Parlare sottovoce per non disturbare gli altri! Sussurrare la Buona Notizia per non urtare la sensibilità degli altri! Partecipare a delle riunioni in silenzio in nome del rispetto altrui!Il bavaglio è stato messo, le bocche sono cucite, la paura di non trovare il consenso delle persone, ha bloccato la nostra autorevole testimonianza. I figli di Dio devono essere molto audaci e non devono permettere che l’evangelizzazione sia circondata da nuvole di dubbi e d’apprensioni. La fede non è per le cose possibili, non possiamo muoverci solo per attività ragionevoli o per situazioni risolvibili. La fede deve fare la differenza. La paura ed i dubbi, ingigantiscono le difficoltà e c’inchiodano al suolo facendoci credere che le persone non potranno mai essere conquistate per Cristo e che il mondo è troppo forte. Abbiamo la necessità di riconsiderare l’evangelizzazione
sotto l’aspetto dei doni, della potenza e della manifestazione dello Spirito. Gesù disse:”predicate il Vangelo ed i segni seguiranno”. Questo è ciò che Dio vuole: uomini e donne di fede, ripieni del Suo Spirito, unti per compiere qualcosa di veramente aggressivo, incisivo, coraggioso, risolutivo e audace per questo nostro mondo perduto. Nello Spirito di Dio possiamo vincere il mondo per Gesù. Nel libro di Gioele si parla di sogni e visioni. Alcuni credenti vogliono le visioni solo per fare delle esperienze eccitanti, soprannaturali, per un piacere mistico. Questo non è quello che Dio vuole, i suoi sogni, le visioni ci sono date per trasformare il mondo. I sognatori credenti sono realistici, sono pratici, sono persone capaci di cambiare il mondo.

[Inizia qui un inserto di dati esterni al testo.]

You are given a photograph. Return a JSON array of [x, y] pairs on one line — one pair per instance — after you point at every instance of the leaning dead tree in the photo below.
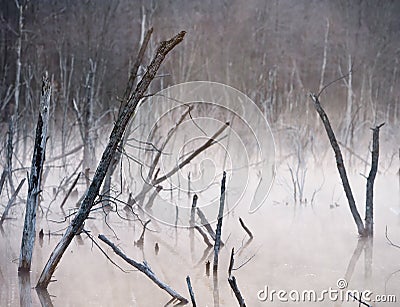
[[34, 188], [367, 229], [92, 192], [144, 268], [131, 83]]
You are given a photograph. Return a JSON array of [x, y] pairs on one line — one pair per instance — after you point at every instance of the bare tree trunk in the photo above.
[[132, 78], [323, 66], [144, 268], [10, 150], [11, 201], [88, 146], [340, 165], [369, 209], [108, 154], [29, 231]]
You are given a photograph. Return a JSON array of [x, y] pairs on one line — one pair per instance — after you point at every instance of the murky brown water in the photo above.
[[299, 247]]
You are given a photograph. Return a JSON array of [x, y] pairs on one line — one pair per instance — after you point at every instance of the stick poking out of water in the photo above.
[[144, 268], [219, 223]]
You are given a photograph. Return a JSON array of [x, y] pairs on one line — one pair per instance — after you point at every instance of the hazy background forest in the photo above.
[[276, 52], [271, 50]]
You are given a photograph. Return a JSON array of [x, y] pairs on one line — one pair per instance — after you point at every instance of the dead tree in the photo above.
[[144, 268], [88, 139], [366, 230], [154, 182], [232, 281], [218, 231], [115, 138], [11, 202], [34, 188], [369, 208]]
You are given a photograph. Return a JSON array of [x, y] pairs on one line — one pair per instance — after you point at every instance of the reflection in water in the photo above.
[[215, 289], [310, 251]]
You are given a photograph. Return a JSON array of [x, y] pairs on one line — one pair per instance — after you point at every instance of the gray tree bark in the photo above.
[[108, 154], [369, 208], [34, 188], [340, 165], [218, 231]]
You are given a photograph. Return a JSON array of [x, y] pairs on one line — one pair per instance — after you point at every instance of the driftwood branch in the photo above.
[[205, 223], [369, 208], [204, 235], [144, 268], [340, 165], [218, 231], [245, 228], [232, 281], [34, 184], [108, 154]]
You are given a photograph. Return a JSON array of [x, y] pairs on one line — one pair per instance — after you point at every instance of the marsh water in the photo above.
[[296, 247]]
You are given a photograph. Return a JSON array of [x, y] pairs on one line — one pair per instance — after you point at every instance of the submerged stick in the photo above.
[[340, 165], [205, 223], [369, 209], [70, 190], [232, 281], [144, 268], [108, 154], [203, 234], [235, 289], [219, 223]]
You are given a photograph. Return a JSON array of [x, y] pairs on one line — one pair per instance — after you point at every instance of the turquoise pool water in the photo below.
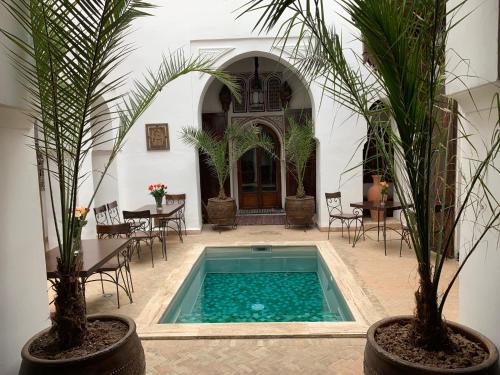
[[288, 284]]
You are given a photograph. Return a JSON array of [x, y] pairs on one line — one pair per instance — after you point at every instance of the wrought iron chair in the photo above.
[[119, 267], [335, 212], [101, 215], [177, 220], [113, 213], [405, 232], [141, 230]]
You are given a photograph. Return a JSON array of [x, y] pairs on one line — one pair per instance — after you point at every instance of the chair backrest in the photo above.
[[101, 215], [334, 202], [410, 212], [114, 213], [139, 220], [113, 230]]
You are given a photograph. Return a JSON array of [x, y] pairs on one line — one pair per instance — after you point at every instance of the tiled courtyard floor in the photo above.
[[388, 281]]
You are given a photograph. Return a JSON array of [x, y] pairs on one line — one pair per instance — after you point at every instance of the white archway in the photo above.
[[266, 118]]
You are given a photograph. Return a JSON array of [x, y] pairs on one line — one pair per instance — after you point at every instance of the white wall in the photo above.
[[476, 40], [472, 51], [479, 301], [211, 28], [23, 290]]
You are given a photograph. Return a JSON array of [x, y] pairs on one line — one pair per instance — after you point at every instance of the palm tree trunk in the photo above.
[[429, 329], [301, 193], [70, 320], [222, 193]]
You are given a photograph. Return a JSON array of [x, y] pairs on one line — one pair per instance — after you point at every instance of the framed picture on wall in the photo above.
[[157, 138]]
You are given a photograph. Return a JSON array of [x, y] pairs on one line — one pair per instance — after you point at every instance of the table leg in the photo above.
[[385, 231], [164, 242], [378, 225]]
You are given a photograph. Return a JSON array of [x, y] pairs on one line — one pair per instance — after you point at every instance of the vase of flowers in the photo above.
[[158, 191], [80, 222], [384, 188]]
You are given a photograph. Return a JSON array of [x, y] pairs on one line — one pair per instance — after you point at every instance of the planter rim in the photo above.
[[25, 354], [490, 347]]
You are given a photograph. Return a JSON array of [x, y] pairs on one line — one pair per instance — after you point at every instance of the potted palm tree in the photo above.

Sognare la conquista del mondo per Cristo è una caratteristica carismatica. E quella fu la visione che spinse i credenti, all’inizio, nel giorno di Pentecoste. “Furono ripieni di Spirito, parlarono in altre lingue e alzarono la voce per annunziare il glorioso nome di Cristo”. I risultati furono tangibili, conversioni, miracoli, segni, liberazioni,potenti operazioni.
”Il Signore aggiungeva ogni giorno alla loro comunità quelli che venivano salvati” e “un gran timore venne su tutta la chiesa”
L’amore di Cristo nella nostra vita deve costringerci ad alzare la voce come una tromba, con suono chiaro e forte, per adunare, avvertire e annunciare che Dio è potente, forte e grandioso, capace di cambiare le situazioni più impossibili. Smettiamola di affidarci alle risorse umane, abbandoniamoci alla potenza dello Spirito, allontaniamo i timori, che l’ubbidienza proveniente dalla fede prevalga sulle paure e permettiamo che Dio compia per nostro mezzo il suo piano meraviglioso.
Gesù ti ha scelto, non permettere che alcuno ti fermi.